Project

General

Profile

Actions

Feature #19886

open

crunch-run commits log collection at container start

Added by Peter Amstutz over 1 year ago. Updated over 1 year ago.

Status:
In Progress
Priority:
Normal
Assigned To:
Category:
Crunch
Target version:
Start date:
01/13/2023
Due date:
% Done:

0%

Estimated time:
(Total: 0.00 h)
Story points:
0.5

Description

The new Resources panel uses node.json from the log collection. This doesn't appear until the 1st commit of the log collection, which only happens at the 1st checkpoint (after 30 minutes of running, I think?) or the end of the run.

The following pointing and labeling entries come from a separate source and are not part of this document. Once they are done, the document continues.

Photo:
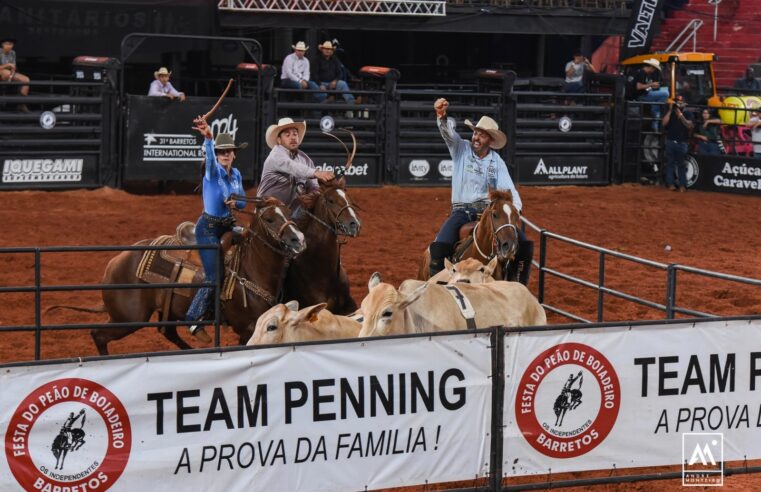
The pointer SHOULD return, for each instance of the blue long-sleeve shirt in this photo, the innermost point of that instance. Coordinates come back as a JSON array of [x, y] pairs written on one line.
[[218, 185], [472, 176]]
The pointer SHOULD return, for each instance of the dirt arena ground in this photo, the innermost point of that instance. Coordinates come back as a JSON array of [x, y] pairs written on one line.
[[706, 230]]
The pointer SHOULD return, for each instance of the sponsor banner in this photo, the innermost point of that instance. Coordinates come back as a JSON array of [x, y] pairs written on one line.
[[38, 171], [349, 416], [724, 173], [611, 398], [562, 169], [643, 23], [364, 171], [162, 145], [426, 170]]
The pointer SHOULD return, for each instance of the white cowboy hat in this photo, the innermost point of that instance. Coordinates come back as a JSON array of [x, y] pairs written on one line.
[[300, 46], [283, 124], [653, 63], [498, 139]]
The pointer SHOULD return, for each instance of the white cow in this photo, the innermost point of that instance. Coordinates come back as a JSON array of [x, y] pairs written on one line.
[[285, 323], [420, 307], [469, 270]]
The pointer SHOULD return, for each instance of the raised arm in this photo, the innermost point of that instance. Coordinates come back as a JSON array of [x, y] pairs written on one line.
[[454, 141], [212, 168]]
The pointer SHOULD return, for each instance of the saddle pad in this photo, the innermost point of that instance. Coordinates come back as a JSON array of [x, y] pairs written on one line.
[[464, 305], [180, 266]]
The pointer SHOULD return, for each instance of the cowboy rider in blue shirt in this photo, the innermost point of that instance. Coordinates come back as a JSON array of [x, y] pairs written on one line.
[[477, 167], [220, 181]]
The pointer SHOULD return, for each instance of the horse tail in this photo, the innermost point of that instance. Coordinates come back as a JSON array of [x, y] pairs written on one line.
[[100, 308]]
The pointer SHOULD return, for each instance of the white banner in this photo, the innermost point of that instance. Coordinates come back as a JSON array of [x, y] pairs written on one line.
[[344, 416], [624, 396]]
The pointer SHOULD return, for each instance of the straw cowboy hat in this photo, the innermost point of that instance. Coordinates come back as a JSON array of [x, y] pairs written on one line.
[[283, 124], [653, 63], [498, 139], [226, 141], [161, 71]]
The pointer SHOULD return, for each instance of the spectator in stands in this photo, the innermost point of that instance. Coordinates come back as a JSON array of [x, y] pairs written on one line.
[[287, 171], [295, 73], [754, 123], [708, 134], [328, 72], [748, 82], [678, 123], [648, 84], [8, 69], [574, 73], [161, 87]]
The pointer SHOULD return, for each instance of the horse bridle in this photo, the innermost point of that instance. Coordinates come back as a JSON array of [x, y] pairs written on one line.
[[337, 225], [494, 234]]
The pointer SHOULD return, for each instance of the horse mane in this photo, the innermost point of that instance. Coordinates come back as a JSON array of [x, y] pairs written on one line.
[[506, 195]]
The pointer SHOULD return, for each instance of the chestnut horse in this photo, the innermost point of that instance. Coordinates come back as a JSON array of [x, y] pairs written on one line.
[[494, 235], [317, 275], [269, 242]]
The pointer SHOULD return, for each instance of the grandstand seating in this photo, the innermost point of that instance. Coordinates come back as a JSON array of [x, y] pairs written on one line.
[[738, 37]]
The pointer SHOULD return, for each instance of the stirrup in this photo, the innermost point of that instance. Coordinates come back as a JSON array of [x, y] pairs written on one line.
[[199, 332]]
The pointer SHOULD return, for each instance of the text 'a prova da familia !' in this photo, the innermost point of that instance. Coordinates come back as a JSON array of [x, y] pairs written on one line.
[[316, 400]]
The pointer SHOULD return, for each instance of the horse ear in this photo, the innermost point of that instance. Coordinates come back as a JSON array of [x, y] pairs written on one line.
[[489, 269], [310, 313], [413, 296], [375, 279]]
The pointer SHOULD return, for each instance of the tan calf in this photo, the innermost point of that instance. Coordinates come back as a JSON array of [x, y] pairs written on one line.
[[420, 307], [285, 323]]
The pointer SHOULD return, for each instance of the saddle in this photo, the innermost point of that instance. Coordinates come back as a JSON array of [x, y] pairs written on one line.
[[183, 265]]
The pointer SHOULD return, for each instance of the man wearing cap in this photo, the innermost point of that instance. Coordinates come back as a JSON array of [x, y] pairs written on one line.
[[220, 181], [8, 69], [678, 123], [648, 84], [476, 168], [287, 171], [161, 87], [295, 74], [327, 73]]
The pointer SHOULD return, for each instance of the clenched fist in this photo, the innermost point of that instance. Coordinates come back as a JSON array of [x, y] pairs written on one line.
[[441, 106]]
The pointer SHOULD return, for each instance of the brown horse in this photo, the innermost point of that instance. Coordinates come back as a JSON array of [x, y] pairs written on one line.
[[317, 276], [494, 235], [270, 240]]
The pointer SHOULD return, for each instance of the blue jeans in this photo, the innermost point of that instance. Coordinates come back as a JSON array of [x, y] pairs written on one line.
[[675, 155], [290, 84], [709, 148], [206, 233], [450, 229], [657, 96], [341, 85]]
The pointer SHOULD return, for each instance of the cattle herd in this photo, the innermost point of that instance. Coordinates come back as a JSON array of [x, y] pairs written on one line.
[[462, 296]]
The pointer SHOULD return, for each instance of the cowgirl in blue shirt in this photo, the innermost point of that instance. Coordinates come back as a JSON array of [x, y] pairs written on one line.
[[220, 180]]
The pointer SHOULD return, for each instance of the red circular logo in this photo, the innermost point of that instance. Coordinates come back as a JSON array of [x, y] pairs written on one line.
[[560, 416], [68, 434]]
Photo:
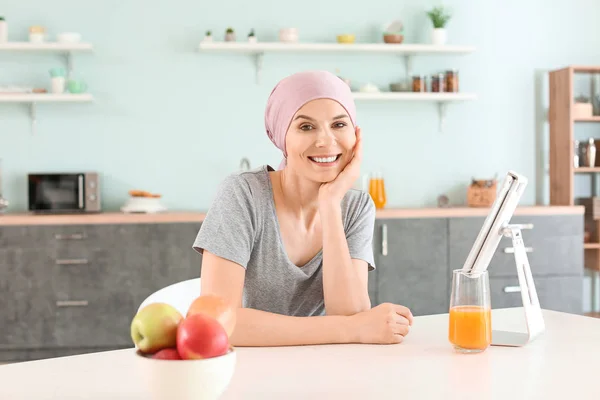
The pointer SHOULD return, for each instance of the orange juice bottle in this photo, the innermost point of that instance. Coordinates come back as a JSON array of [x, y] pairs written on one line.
[[470, 327], [377, 190]]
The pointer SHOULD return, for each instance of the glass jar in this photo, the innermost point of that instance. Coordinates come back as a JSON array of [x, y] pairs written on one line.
[[451, 79], [418, 83], [437, 83]]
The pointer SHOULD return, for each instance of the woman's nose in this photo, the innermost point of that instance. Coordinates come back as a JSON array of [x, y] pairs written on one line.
[[325, 138]]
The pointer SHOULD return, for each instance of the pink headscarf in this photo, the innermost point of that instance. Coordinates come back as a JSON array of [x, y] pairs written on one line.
[[292, 92]]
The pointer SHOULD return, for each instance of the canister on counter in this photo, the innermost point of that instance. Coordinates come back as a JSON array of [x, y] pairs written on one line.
[[452, 80]]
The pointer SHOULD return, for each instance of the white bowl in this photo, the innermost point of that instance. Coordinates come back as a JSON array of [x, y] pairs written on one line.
[[205, 379]]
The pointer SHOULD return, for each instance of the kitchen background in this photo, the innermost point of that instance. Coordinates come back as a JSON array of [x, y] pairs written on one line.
[[169, 119]]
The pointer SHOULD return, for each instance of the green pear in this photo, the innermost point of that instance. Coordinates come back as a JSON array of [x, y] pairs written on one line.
[[154, 327]]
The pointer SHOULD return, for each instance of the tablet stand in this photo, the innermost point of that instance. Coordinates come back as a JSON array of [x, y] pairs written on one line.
[[531, 305]]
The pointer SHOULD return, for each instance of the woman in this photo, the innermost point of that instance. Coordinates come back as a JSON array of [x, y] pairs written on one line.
[[291, 248]]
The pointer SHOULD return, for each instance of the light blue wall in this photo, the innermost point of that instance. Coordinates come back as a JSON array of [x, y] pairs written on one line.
[[170, 120]]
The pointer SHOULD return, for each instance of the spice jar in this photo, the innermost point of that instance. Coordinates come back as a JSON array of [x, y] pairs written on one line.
[[418, 83], [452, 81], [437, 83]]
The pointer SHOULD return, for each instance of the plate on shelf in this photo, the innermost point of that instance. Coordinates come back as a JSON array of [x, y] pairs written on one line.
[[145, 205]]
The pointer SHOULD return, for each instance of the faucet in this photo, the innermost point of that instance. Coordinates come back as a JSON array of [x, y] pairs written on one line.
[[245, 164]]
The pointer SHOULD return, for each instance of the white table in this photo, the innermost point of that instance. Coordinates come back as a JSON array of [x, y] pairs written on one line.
[[564, 363]]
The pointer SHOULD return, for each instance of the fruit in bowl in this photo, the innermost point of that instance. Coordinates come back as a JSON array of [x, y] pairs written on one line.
[[185, 357]]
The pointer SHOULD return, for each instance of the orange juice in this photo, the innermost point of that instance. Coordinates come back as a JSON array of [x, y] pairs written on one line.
[[377, 191], [470, 327]]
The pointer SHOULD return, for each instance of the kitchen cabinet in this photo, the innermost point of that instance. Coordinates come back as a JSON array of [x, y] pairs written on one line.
[[411, 260], [71, 289], [74, 289], [415, 258]]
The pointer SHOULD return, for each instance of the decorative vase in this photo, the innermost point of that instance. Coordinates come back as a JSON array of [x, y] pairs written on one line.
[[439, 36]]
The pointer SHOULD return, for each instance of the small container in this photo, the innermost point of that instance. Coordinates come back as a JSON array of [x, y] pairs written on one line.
[[438, 83], [418, 83], [3, 30], [451, 79], [37, 34]]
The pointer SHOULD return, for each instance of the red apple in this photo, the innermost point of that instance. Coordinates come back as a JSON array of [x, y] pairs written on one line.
[[167, 354], [201, 336], [216, 307], [154, 327]]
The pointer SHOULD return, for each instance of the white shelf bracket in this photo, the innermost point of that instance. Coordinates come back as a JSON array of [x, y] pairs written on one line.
[[33, 116], [442, 109], [258, 63], [408, 61]]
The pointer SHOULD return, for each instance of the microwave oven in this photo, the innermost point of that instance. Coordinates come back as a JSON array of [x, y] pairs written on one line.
[[57, 193]]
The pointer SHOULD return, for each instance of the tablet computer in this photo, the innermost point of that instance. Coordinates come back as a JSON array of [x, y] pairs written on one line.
[[499, 216]]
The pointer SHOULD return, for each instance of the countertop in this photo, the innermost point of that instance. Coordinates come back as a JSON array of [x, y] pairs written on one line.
[[560, 364], [191, 216]]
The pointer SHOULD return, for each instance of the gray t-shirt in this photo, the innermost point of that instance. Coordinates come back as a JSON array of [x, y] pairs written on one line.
[[242, 226]]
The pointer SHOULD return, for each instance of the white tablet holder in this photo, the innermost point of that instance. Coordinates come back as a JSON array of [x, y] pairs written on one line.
[[534, 320], [495, 226]]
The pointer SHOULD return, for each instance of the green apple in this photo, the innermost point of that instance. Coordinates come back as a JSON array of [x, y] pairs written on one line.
[[154, 327]]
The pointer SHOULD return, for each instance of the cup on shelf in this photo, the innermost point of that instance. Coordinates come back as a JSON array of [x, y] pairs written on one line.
[[58, 80], [76, 86]]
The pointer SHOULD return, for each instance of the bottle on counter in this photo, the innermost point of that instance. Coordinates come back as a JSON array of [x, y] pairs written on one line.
[[377, 190], [590, 153], [3, 30]]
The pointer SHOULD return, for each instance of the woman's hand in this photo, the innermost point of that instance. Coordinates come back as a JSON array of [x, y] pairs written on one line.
[[384, 324], [332, 193]]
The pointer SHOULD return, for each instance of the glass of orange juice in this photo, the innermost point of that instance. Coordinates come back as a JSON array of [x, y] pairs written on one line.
[[470, 326]]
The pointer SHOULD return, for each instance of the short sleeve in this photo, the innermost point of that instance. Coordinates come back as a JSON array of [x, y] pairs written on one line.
[[229, 226], [360, 226]]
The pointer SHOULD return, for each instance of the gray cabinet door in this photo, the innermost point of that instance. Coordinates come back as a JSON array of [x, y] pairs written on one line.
[[414, 271], [558, 293]]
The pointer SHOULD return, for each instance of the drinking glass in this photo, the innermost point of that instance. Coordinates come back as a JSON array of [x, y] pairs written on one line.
[[470, 326]]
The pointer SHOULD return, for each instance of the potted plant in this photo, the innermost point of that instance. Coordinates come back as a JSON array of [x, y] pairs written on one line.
[[229, 35], [439, 18], [252, 36]]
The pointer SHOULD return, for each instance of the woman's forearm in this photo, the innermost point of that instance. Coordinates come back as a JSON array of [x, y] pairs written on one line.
[[344, 291], [261, 328]]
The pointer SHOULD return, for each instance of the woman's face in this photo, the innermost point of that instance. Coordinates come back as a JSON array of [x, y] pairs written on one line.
[[320, 140]]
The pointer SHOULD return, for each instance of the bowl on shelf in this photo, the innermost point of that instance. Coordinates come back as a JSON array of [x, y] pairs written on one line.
[[396, 38], [288, 35], [400, 87], [205, 379], [346, 38]]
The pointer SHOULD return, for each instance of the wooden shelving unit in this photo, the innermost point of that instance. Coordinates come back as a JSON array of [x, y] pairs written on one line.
[[562, 136]]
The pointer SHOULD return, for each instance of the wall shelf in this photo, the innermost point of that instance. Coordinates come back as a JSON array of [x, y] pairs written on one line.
[[32, 99], [442, 99], [258, 50], [65, 49]]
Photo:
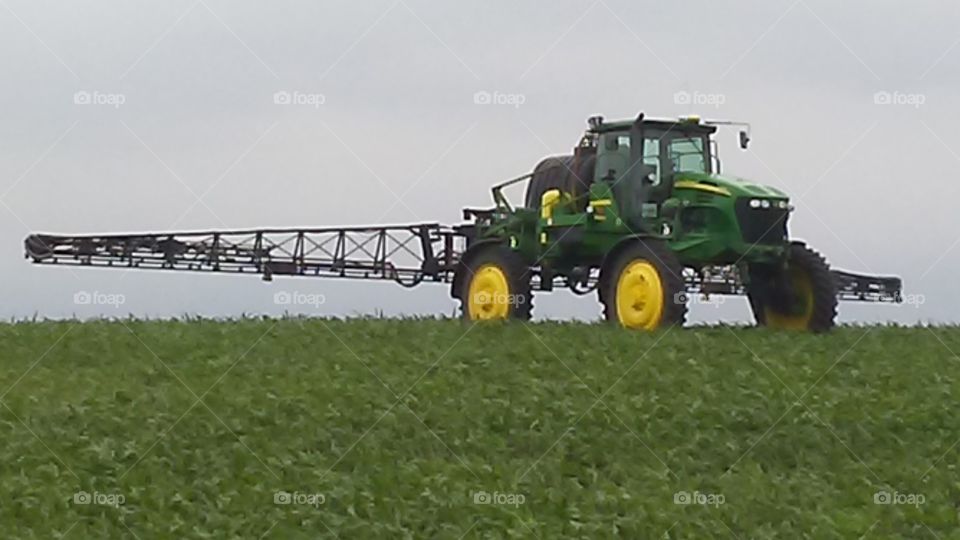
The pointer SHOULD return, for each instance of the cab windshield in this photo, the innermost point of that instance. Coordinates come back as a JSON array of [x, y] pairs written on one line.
[[669, 153]]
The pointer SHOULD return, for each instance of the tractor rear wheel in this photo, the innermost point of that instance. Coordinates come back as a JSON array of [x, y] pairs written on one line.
[[800, 296], [642, 287], [494, 284]]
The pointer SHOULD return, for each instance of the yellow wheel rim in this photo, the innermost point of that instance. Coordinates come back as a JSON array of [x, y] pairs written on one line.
[[803, 293], [489, 294], [640, 302]]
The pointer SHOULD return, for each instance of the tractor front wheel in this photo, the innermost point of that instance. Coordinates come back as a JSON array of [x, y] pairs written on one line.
[[494, 284], [642, 287], [800, 296]]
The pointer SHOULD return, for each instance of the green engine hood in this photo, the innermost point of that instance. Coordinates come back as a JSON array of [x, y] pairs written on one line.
[[735, 187]]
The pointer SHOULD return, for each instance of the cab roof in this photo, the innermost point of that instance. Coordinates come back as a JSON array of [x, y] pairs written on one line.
[[683, 124]]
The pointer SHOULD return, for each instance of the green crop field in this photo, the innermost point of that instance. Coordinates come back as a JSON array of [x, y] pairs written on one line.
[[438, 429]]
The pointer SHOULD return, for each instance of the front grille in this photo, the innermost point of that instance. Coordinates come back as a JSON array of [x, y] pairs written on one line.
[[761, 225]]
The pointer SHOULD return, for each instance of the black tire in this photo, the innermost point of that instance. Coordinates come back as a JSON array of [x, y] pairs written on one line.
[[514, 271], [669, 271], [802, 295]]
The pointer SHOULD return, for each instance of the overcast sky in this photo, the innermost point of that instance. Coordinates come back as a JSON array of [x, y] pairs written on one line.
[[176, 127]]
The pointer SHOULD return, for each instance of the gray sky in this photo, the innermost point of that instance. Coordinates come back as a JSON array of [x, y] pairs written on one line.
[[398, 137]]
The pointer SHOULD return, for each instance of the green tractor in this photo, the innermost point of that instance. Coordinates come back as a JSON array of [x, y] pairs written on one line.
[[641, 212]]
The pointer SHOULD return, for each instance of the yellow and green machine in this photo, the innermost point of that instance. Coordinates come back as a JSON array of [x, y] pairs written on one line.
[[639, 214]]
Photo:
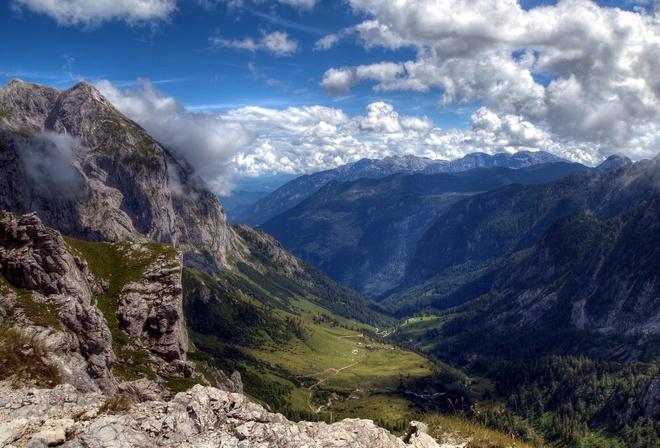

crunch-run should make an early commit of the log collection once the system info files (node.json, node-info.txt, etc) have been recorded.


Files

19886-prove-tests-unrun.patch (1.14 KB) 19886-prove-tests-unrun.patch Brett Smith, 01/13/2023 12:04 AM

Subtasks 1 (1 open0 closed)

Task #19903: Review 19886-crunch-run-early-log-commitIn ProgressTom Clegg01/13/2023

Actions
Actions #1

Updated by Peter Amstutz over 1 year ago

  • Status changed from New to In Progress
Actions #2

Updated by Peter Amstutz over 1 year ago

  • Tracker changed from Bug to Feature
  • Category set to Crunch
  • Status changed from In Progress to New
Actions #3

Updated by Peter Amstutz over 1 year ago

  • Subject changed from crunch-run commits logs at container start to crunch-run commits log collection at container start
  • Description updated (diff)
Actions #4

Updated by Peter Amstutz over 1 year ago

  • Description updated (diff)
Actions #5

Updated by Peter Amstutz over 1 year ago

  • Target version changed from 2023-01-18 sprint to 2023-02-01 sprint
Actions #6

Updated by Tom Clegg over 1 year ago

  • Assigned To set to Tom Clegg
  • Story points set to 0.5
Actions #7

Updated by Peter Amstutz over 1 year ago

  • Target version changed from 2023-02-01 sprint to 2023-01-18 sprint
Actions #8

Updated by Peter Amstutz over 1 year ago

  • Assigned To changed from Tom Clegg to Brett Smith
Actions #9

Updated by Brett Smith over 1 year ago

I have a branch up. 19886-crunch-run-early-log-commit @ 40d8256b92b5e2b64f1ea5a65a03e01e1763a6d9 - developer-run-tests: #3439

The tests are failing with:

17:06:19 ----------------------------------------------------------------------
17:06:19 FAIL: crunchrun_test.go:1714: TestSuite.TestStdoutWithMultipleMountPointsUnderOutputDir
17:06:19 
17:06:19 SecretMounts decoded {map[]} json "{\"secret_mounts\":null}" 
17:06:19 crunchrun_test.go:1756:
17:06:19     c.Check(v["ensure_unique_name"], Equals, true)
17:06:19 ... obtained = nil
17:06:19 ... expected bool = true

Unfortunately this has led me down a rabbit hole, because there's a disconnect between the tests and reality. It looks like what the tests intend to test is that an output collection is created with a certain manifest. However, they do this by searching for the output collection in a loop, and then checking matching results. Right now there are no matching results, and the tests never check that, which is why they're quietly passing on main. You can prove this to yourself by applying the attached patch to main and running the tests.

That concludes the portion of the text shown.